More importantly, I'm taking on a big chunk of debt (though not nearly as big as some do), plus going back to school for three years, which many Ph.D.s either do not want to or cannot do. And then, of course, there's the fact that lots and lots of people would be MISERABLE going into law, so I'm not at all suggesting that because going to law school has worked as a transition for me, it would help everyone. (Brief digression: That's what kind of kills me about some of the naysayers about law school. As the legal profession has suffered recently, there are lots of people on the web saying, DON'T GO TO LAW SCHOOL! JUST DON'T DO IT!, etc. etc.

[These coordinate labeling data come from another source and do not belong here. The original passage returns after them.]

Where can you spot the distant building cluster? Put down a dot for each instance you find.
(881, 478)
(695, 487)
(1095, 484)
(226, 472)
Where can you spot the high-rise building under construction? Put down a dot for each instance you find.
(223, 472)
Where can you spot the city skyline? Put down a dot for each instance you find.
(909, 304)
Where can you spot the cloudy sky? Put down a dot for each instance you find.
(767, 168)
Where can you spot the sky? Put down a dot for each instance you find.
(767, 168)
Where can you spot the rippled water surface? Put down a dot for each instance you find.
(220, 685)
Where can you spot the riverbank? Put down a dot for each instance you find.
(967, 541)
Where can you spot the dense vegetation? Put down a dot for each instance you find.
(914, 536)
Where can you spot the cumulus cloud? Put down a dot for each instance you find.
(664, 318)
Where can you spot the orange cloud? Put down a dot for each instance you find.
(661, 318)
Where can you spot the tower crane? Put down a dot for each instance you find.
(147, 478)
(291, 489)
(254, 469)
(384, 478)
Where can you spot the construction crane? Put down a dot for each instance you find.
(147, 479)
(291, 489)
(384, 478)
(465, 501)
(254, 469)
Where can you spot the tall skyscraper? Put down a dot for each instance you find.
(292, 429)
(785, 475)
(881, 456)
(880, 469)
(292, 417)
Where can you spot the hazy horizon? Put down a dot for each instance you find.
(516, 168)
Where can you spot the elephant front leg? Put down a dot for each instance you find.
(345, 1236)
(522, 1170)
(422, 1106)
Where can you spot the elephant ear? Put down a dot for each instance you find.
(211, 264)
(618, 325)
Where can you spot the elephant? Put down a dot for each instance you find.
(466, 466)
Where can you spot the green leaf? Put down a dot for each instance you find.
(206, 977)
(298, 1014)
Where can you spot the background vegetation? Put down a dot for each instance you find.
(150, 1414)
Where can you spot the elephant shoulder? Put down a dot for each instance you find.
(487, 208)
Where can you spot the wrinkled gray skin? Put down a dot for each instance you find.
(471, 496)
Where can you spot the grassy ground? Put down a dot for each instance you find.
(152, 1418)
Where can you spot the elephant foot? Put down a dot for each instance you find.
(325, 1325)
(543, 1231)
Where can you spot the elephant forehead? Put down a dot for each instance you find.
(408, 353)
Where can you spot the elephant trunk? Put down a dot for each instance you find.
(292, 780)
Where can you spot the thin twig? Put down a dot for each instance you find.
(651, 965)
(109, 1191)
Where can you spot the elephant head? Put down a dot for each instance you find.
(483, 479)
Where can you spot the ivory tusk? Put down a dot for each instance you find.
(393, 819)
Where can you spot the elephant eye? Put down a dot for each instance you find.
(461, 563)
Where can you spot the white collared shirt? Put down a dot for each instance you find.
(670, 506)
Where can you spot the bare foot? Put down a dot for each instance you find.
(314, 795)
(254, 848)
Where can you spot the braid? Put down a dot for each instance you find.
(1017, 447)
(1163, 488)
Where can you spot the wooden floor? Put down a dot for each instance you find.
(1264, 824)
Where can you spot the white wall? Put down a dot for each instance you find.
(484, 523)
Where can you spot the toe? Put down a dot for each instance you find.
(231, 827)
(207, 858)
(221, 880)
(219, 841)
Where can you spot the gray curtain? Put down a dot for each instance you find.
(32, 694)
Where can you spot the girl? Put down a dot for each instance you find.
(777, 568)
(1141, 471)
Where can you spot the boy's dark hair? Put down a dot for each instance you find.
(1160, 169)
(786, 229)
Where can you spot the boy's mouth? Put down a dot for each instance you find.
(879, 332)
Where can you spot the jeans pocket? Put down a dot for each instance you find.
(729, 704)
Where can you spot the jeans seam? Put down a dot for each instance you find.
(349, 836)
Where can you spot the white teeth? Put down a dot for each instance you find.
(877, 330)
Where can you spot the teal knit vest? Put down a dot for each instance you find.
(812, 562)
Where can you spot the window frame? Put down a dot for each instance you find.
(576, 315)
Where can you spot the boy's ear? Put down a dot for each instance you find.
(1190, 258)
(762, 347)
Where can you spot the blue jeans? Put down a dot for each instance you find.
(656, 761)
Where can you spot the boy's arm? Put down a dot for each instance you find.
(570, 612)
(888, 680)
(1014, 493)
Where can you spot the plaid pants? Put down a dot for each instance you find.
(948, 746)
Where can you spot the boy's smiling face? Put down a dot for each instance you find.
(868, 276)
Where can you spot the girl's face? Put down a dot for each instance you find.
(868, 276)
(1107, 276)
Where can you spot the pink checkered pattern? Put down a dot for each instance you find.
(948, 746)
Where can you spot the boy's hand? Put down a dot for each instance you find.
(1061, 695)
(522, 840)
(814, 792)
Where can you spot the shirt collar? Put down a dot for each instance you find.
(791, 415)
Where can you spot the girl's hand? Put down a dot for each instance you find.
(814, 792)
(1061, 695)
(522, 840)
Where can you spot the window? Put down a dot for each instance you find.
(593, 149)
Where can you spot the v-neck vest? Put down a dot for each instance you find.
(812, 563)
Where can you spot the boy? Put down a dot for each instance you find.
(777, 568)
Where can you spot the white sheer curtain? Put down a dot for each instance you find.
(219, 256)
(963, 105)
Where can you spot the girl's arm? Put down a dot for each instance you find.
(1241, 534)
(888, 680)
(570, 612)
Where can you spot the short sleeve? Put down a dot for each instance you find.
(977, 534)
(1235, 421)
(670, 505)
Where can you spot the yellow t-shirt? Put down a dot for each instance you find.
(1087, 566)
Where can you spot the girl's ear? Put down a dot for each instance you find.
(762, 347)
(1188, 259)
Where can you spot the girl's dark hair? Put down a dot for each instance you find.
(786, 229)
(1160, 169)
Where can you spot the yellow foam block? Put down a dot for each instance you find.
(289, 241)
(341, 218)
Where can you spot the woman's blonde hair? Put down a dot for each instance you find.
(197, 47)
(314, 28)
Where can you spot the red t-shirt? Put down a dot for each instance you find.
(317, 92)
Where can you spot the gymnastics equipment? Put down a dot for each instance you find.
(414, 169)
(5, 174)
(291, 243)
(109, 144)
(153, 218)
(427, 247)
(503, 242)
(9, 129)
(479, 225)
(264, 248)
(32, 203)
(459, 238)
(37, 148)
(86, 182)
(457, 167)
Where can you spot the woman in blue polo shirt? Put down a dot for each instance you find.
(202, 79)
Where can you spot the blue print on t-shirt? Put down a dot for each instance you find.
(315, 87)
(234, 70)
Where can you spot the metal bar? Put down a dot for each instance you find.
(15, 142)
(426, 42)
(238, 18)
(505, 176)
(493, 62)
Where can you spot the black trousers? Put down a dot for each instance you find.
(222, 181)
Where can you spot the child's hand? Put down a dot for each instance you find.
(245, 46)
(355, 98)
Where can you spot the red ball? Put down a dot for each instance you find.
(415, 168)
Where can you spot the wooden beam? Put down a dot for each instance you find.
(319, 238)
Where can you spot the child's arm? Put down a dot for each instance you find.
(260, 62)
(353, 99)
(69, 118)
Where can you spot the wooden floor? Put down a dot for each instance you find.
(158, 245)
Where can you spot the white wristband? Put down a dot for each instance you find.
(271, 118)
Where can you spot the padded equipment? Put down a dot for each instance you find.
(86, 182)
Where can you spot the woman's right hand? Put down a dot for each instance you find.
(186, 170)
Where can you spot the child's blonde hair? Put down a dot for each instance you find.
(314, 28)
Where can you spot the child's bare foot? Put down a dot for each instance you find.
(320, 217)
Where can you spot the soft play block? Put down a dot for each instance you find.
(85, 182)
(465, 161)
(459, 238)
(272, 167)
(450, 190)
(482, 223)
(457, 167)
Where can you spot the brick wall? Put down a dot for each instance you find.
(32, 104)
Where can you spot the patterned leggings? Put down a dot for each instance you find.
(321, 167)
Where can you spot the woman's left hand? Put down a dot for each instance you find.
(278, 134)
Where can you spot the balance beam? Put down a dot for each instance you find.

And for some reason a ton of them keep suggesting that people should go to nursing school instead, because there will always be a demand for nurses and you'll make decent money. And I always want to respond: But what on earth makes you think I WANT to be a nurse? What the hell overlap is there between lawyerly skills/interests and nursing ones? What on earth similarity is there between those two professions? I mean, there is, in that both professions require intelligence, analytical skill, and in a lot of cases, the ability to deal with people/clients who have some kind of problem. But I'd suggest that day-to-day experiences of a nurse and a lawyer are pretty different!)
So, no, law school is not THE answer. But it is, for me, AN answer, at least at the moment, and it has had the benefit of removing me completely from my former profession and immersing me in a new one. I really really admire former academics who carve out new and exciting careers for themselves, creating their own niches where their interests and abilities intersect with the non-academic world. But I've never thought I would be able to do that, and am willing to take on the debt to have someone/something else provide the structure of training me into a new career.
So, no: I don't miss academia at all. It feels long ago and far away, and I'm amazed sometimes to remember that I used to stand up in front of a room full of people every day and try to guide them on a journey through the past. I had to write on the board once last semester, and a really visceral, muscle-based memory hit me: I used to do this all the time. But there's no emotional punch to such a memory -- just a little faded nostalgia, along with a sense of wonder: Really? I did that? Not because I wonder that I could; just why I would do so in the first place.